Ballymun emerge tall from the rubble

Sat, Oct 27, 2012, 01:00

   

So Christie stepped in and did it himself. He rounded up the makings of an under-nine team and started coaching them. Bit by bit and year by year, they kept improving. For the next dozen or so years, he stayed with them.

They lost back-to-back minor finals in the middle of the last decade but turned it around to win under-21 county championships in 2007 and 2008.

“That team is the back-bone of the senior team now,” says O’Donoghue. “That was all down to Paddy.”
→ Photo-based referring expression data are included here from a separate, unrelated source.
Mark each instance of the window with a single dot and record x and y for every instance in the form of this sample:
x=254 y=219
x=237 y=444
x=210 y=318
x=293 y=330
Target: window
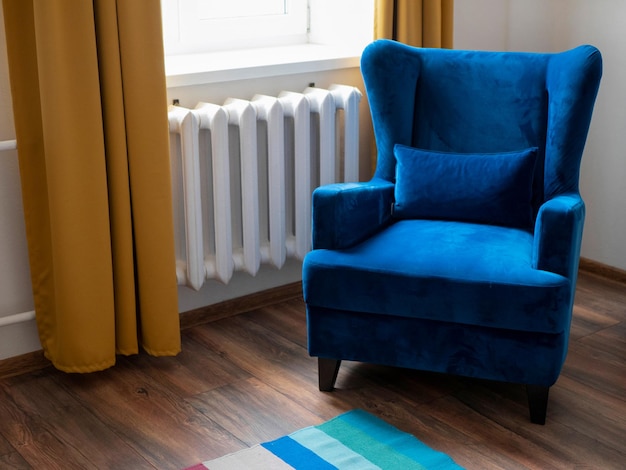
x=217 y=25
x=199 y=26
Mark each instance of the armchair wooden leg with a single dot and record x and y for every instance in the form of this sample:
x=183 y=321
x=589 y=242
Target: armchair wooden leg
x=537 y=403
x=327 y=372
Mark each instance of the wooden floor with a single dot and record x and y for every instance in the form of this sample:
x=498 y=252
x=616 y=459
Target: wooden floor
x=247 y=379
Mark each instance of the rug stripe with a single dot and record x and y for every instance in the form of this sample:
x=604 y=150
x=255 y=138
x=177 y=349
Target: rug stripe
x=297 y=455
x=402 y=442
x=380 y=453
x=331 y=450
x=254 y=457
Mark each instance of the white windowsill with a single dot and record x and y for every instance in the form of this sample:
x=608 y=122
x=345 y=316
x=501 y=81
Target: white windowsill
x=198 y=69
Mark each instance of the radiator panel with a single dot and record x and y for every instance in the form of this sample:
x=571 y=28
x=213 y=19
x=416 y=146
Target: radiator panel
x=243 y=174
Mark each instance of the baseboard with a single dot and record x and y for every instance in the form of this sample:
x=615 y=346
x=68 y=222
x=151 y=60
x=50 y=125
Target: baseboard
x=34 y=361
x=23 y=364
x=602 y=270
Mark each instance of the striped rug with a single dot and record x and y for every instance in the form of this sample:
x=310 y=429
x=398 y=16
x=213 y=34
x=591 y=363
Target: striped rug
x=354 y=440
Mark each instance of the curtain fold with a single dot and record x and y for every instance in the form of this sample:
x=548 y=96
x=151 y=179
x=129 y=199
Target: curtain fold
x=90 y=108
x=422 y=23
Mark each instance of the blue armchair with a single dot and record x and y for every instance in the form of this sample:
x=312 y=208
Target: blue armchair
x=460 y=255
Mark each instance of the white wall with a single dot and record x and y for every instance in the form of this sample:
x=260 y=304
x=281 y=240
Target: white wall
x=554 y=25
x=540 y=25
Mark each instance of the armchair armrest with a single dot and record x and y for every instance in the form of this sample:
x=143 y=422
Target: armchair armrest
x=558 y=235
x=346 y=213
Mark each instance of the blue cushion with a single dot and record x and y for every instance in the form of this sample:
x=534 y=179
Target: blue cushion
x=487 y=188
x=457 y=272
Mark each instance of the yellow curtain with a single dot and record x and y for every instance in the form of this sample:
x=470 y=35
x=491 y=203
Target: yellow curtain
x=89 y=99
x=422 y=23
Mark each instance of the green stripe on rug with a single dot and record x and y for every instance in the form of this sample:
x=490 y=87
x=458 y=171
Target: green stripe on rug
x=355 y=440
x=379 y=453
x=402 y=442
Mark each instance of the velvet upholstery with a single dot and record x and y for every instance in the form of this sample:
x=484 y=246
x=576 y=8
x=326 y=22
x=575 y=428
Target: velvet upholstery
x=404 y=271
x=488 y=188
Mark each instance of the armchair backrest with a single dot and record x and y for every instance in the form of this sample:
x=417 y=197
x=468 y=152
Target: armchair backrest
x=473 y=101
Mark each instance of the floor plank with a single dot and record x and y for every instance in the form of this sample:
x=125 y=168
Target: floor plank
x=248 y=378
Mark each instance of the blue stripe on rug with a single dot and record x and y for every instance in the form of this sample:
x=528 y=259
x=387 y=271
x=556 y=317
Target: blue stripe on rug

Along the way, they got the rest of their house in order. From under-nine all the way up, they have two teams for each age group now. And they have the facilities to go with them, although that wasn’t entirely straight-forward either.

“We got an all-weather pitch built back around 10, 11 years ago,” says O’Donoghue. “And sure it was the biggest con-job of all time. We lied to everybody. Everybody. We had €16,000 starting off for a €1.1m project. But we needed the facilities and the logic we went with at the time was, ‘Well, if the turf is down and the lights are up, they’re not going to come and take them away.’

“We put fierce pressure on Fianna Fáil at the time. We let it be known that Val Andrews was prepared to stand in the next general election.

“We’re in a three-seater constituency and Fianna Fáil had two of them, Pat Carey and Noel Ahern. So we said, ‘Look, Val will gather votes in Ballymun, in Finglas, in Glasnevin, all around the place. He’s in football all his life, he’s lecturing in the area too. He’d be a big threat.’

“We eventually got three or four hundred thousand of a grant from the National Lottery.”

You do what you can, you build and you work and you hope. Ballymun Kickhams have made it back to their first county final in 23 years and on Monday night in Parnell Park, they’ll drink in every minute. They know better than anybody that next year could be a long time coming.

“It’s a great way for the club to come back together again,” says Andrews.

“You know the way it is when you’re young – you don’t appreciate what you have. And I’d say that’s the way we were in the ’80s, we probably just didn’t appreciate how good we had it.

“We thought we’d always be at the top, that we’d always be the kingpins and up there along with the likes of Vincents all the time. It’s coming again and the structures are good this time.”